The Week in PR

Legal: We talk to brand communicators, even those who work for relatively large ones, who remain unaware of the Federal Trade Commission (FTC) regulations pertaining to paid influencers. We’ve written about them often, including an item on this page last week. The FTC has publicized its requirements that celebs paid to endorse products on social disclose that fact prominently in the post or video. We’re guessing an Aug. 22 move by the nonprofit Truth in Advertising, Inc. (TIA), may do as much or more to publicize the regs than the FTC’s webinar series. The group publically blasted the Kardashian family and brands they represent for failing to disclose that these mega celebrities are paid to push products on social. While TIA has no legal authority, it threatened to complain to the FTC should the Kardashians fail to follow the rules. With the Kardashians’ tremendous social media following, the FTC has to be grateful to TIA for spreading the word. – Speaking of regs that communicators sometimes fail to know about but should, a story concerning Chipotle and tweets provides useful lessons.
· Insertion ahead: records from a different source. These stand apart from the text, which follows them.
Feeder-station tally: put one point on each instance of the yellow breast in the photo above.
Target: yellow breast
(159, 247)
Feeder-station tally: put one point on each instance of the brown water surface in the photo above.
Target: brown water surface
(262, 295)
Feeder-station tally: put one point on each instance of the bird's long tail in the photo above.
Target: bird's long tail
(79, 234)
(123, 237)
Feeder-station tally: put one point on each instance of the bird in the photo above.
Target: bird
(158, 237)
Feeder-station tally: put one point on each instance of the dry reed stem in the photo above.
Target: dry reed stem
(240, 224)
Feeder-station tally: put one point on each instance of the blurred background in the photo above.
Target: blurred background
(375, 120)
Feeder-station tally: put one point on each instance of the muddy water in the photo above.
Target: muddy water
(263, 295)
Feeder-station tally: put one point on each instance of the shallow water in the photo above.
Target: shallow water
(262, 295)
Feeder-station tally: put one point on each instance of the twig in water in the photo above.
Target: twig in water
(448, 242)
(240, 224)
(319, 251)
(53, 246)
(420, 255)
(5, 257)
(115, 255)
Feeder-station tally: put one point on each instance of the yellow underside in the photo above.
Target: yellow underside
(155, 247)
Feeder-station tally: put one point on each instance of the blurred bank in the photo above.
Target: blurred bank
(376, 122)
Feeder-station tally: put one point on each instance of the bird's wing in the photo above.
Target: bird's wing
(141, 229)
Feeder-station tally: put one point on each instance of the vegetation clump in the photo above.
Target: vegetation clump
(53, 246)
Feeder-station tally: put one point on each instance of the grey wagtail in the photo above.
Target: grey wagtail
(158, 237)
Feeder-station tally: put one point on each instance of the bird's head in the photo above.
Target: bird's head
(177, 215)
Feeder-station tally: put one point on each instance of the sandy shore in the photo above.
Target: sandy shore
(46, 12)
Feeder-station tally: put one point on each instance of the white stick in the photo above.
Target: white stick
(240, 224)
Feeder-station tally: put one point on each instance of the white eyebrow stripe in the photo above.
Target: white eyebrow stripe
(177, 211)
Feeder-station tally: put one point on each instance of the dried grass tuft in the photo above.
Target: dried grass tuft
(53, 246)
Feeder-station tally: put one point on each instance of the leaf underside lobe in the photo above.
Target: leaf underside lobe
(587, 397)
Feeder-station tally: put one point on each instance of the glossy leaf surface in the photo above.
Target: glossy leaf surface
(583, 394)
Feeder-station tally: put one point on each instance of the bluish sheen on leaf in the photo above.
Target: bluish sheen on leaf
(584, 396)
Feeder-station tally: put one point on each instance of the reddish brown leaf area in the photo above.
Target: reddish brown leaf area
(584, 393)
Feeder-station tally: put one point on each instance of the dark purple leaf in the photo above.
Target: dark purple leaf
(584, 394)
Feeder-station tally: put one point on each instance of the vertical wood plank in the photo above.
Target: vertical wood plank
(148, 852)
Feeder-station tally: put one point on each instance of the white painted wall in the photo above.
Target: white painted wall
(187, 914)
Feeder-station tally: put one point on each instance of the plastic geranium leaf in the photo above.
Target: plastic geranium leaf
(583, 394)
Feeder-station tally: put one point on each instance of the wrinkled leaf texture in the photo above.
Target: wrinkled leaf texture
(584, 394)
The major one: Make sure your brand’s social media policy meets National Labor Relations Board (NLRB) regulations. NLRB Aug. 18 ruled four of Chipotle’s social media guidelines were illegal because they infringed on employees’ free speech rights. The case arose when Chipotle employee James Kennedy posted tweets that were detrimental to the Chipotle brand. His manager ordered him to remove the tweets. Later, in 2015, he was fired for an altercation related to a petition he was circulating. Long story short, Chipotle was ordered to amend the offending social media policies, rehire Kennedy and pay him for the time he was unemployed.

The Kardashians
The Kardashians

Note to Subscribers:FTC and NLRB documents and other resources pertaining to influencers and social media policies have recently been added to the PR News Pro Essentials Page at: prnewsonline.com/pr-news-pro-essentials/

M&A: Another month, another Finn Partners acquisition. Well, with the recent flurry of activity it seems that way. Finn Partners, Aug. 23 said it agreed to acquire LANE, a firm headquartered in Portland, OR. It’s Finn’s first move into the Pacific Northwest. LANE will become part of Finn Partners West, headed by Howard Solomon, managing partner. “Our plan is to leverage our strong base in the U.S. to continue our expansion in Europe and into Asia Pacific,” said Peter Finn, founding partner, Finn Partners. The firm last month acquired Greenfield Belser. “I anticipate the pace of M&As to continue, as an increasing number of buyers and sellers are realizing that bigger is better,” said Rick Gould, CPA, J.D., managing partner of Gould+Partners.

Robyn Massey
Robyn Massey
Emily Frager[2]
Emily Frager, GM, FleishmanHillard

People: FleishmanHillard Aug. 26 named Emily Frager GM for Los Angeles and Orange County. She re-joins from Lennar Ventures, where she’s been CMO since 2014. Frager replaces Mitch Germann who departs to lead global communications for Nike’s Jordan Brand. Frager joined FH for the first time in 1998 and since then held senior positions in the firm’s Chicago, Minneapolis, Los Angeles and San Diego offices. As for Germann, he said, “There was literally only one place in the world that could take me away from FleishmanHillard. Words can’t begin to express how grateful I am for my time here, the lifelong friendships I’ve built and the power of the FH global network – I’ll always be part of the FH family.” -- Ogilvy PR said global CCO and PR News Pro friend Robyn Massey left the company. She assumed her role in June 2015, after several years in London, where she was VP of corporate communications and head of external relations and partnerships at Ketchum. Global head of media relations Jennifer Risi will expand her duties and add the global CCO post, Ogilvy said Aug. 21. Risi joined Ogilvy in 2011. Prior to that she’d been at Weber Shandwick for 12 years. Ogilvy said Massey was leaving “to pursue other creative, entrepreneurial ventures.” – Macy’s named former Toys R Us exec Richard Lennox its CMO. He replaces Martine Reardon, who served Macy’s for 32 years. Prior to Toys R Us, Lennox was at Zales and J. Walter Thompson. Earlier this month, Macy’s said it plans to close 100 of its 728 stores by early 2017. – Longtime Viacom communications exec Carole Robinson was named BuzzFeed’s first CCO Aug 22. Based in BuzzFeed’s NY office, she will report to CEO Jonah Peretti and begin Sept. 6. She left Viacom last year.